Ah, unrequited love. Boy signs his name on a love... | Books / Reviews | Coagulopath

c5396Ah, unrequited love. Boy signs his name on a love letter. Girl signs her name on a restraining order. I used to think that only humans experienced one-sided attractions, but lately I’ve realised that words do, too.

Sentences that mention Megadeth often also mention Metallica, but the reverse doesn’t apply: sentences that mention Metallica almost never mention Megadeth. One is far more famous than the other, so the attraction only flows one way. Likewise, sentences that mention The Hidden Fortress also usually mention Star Wars, but sentences that involve Star Wars almost never mention The Hidden Fortress.

This same rule applies to early 20th century weird fiction author Algernon Blackwood. It’s hard to find anything about him that doesn’t immediately compare him to HP Lovecraft. Perhaps not the strangest comparison in the world: they wrote about the alien, the eldritch, the unknowable. And they were both masters at keeping unspeakable terrors offscreen while not leaving the reader feeling cheated.

But Blackwood was different to Lovecraft. He wrote more ghost stories. He could be playful and mischievous. But most of all, his stories sometimes had a sense of quiet, unpretentious realism, as though he was writing about things that really could happen. His real life fascination with sorcery and the occult shines through in his fiction. When man is pitted against monster, Blackwood takes the side of the monster.

This collection has nine of Blackwood’s tales. “The Wendigo” and “The Willows” are very famous stories about brushes with the unknown. “The Man the Trees Loved” is a curious, whimsical offering – more similar to Lord Dunsany than anything in Weird Tales. “An Episode in a Lodging House” is about a renter using an ancient spell to bring down the boundary between worlds.

But my favorite two stories are two of the lessor known ones. “The Man Who Found Out” is a brilliant wind-up and release about a secret that causes anyone who learns of it to kill themselves.
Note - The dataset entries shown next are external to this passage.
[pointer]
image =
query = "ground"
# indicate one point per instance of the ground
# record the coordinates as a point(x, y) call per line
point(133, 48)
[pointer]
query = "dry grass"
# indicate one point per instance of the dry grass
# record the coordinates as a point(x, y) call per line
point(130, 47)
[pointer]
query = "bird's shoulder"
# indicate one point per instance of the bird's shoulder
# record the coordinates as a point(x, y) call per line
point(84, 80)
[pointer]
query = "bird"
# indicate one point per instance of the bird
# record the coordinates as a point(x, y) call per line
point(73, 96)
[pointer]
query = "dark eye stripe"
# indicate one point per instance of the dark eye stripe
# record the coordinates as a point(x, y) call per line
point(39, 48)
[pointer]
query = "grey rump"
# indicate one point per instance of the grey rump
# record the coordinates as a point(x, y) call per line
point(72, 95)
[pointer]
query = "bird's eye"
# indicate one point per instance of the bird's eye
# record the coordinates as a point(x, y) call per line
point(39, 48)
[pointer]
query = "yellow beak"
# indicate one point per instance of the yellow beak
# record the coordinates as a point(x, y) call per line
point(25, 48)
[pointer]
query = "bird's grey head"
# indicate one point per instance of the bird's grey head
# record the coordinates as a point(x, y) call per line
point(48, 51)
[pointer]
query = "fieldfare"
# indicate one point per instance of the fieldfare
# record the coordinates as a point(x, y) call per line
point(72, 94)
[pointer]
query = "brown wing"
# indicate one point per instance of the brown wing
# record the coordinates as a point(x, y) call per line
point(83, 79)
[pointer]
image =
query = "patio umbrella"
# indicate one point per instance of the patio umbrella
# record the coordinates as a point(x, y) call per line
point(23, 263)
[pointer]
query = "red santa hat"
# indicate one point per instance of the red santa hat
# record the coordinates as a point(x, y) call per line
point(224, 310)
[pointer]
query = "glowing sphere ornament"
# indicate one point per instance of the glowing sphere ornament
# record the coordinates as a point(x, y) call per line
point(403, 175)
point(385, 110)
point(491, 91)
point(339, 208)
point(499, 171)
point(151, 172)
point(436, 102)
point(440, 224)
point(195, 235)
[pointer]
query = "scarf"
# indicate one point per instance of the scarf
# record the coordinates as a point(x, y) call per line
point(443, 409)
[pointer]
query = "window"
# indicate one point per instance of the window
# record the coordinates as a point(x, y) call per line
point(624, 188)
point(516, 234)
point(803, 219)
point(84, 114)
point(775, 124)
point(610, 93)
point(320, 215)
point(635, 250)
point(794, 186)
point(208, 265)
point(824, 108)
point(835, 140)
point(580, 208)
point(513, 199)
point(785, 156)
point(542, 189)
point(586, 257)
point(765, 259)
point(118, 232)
And the horrific “The Insanity of Jones” is about someone who begins to suspect that his boss murdered him in a past life. Both of these stories are tight, lean, and spellbinding.

Blackwood’s writing has aged well, and he’s well worth reading for reasons other than the fact that HP Lovecraft liked him. There’s more complete volumes of Blackwood’s stories, but this has enough to give a good introduction to his work.